Test the series for conditional convergence: $ \sum_{n=1}^{\infty}a_n,\ \ a_n=\arctan\frac{\sin n}{\sqrt{n+1}} $

Question

Test the series for conditional convergence:
$$
\sum_{n=1}^{\infty}a_n,\ \ a_n=\arctan\frac{\sin n}{\sqrt{n+1}}
$$

I tried to apply the fact that $|\arctan(t)|\le|t|\ \ \forall |t|<1$ and then prove that the initial series converges absolutely (and therefore conditionally).
However, this idea didn't work:
$$
|a_n|<\left|\frac{\sin n}{\sqrt{n+1}}\right|=\frac{|\sin n|}{\sqrt{n+1}}=b_n
$$
And the series $\sum_{n=1}^\infty b_n$ is divergent.

Every other method I know of doesn't help here, because $a_n$ can take both positive and negative values.
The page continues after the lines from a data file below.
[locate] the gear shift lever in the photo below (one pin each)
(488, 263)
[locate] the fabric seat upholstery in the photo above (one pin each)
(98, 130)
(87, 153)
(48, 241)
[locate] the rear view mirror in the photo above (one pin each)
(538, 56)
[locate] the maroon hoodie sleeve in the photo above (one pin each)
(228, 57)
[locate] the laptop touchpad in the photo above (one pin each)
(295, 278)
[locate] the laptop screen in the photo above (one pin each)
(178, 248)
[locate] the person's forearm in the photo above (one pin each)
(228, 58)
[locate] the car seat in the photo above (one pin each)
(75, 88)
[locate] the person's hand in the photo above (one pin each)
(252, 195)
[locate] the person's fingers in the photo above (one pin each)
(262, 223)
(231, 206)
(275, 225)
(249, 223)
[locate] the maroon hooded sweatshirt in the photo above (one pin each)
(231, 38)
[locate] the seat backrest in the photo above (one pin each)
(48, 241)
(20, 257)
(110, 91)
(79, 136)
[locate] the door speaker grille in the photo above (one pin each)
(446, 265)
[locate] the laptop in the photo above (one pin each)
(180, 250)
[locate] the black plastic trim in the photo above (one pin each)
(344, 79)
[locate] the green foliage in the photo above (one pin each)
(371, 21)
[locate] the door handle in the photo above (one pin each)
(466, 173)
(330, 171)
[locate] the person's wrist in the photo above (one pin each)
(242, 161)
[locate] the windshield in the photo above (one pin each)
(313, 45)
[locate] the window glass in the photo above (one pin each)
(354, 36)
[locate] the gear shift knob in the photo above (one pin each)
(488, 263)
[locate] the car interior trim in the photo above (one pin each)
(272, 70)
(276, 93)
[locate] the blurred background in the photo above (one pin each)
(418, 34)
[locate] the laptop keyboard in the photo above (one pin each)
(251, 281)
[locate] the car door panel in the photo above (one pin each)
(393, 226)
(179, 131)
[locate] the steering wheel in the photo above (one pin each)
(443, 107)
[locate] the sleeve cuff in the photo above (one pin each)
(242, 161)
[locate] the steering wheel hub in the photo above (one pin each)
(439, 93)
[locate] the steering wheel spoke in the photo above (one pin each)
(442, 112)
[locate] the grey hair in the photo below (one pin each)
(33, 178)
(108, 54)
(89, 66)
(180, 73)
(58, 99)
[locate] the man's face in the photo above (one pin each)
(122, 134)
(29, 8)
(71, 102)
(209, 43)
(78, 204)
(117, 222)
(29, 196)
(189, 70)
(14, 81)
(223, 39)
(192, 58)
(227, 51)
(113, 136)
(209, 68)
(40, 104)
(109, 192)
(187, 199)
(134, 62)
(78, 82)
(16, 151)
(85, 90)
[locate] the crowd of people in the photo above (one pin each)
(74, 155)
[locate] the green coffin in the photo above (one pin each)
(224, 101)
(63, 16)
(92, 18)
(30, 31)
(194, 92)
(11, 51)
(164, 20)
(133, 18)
Dirichlet test doesn't work either, since I have one unsplittable function here, which is $\arctan$.

So, what should I do?

Answer 1

$$\sum_{n=1}^\infty \arctan \frac{\sin n}{\sqrt{n+1}} = \sum_{n=1}^\infty \frac{\sin n}{\sqrt{n+1}} + \sum_{n=1}^\infty \left(\arctan \frac{\sin n}{\sqrt{n+1}} - \frac{\sin n}{\sqrt{n+1}}\right)$$ Dirichlet test for the first, and the second converges absolutely.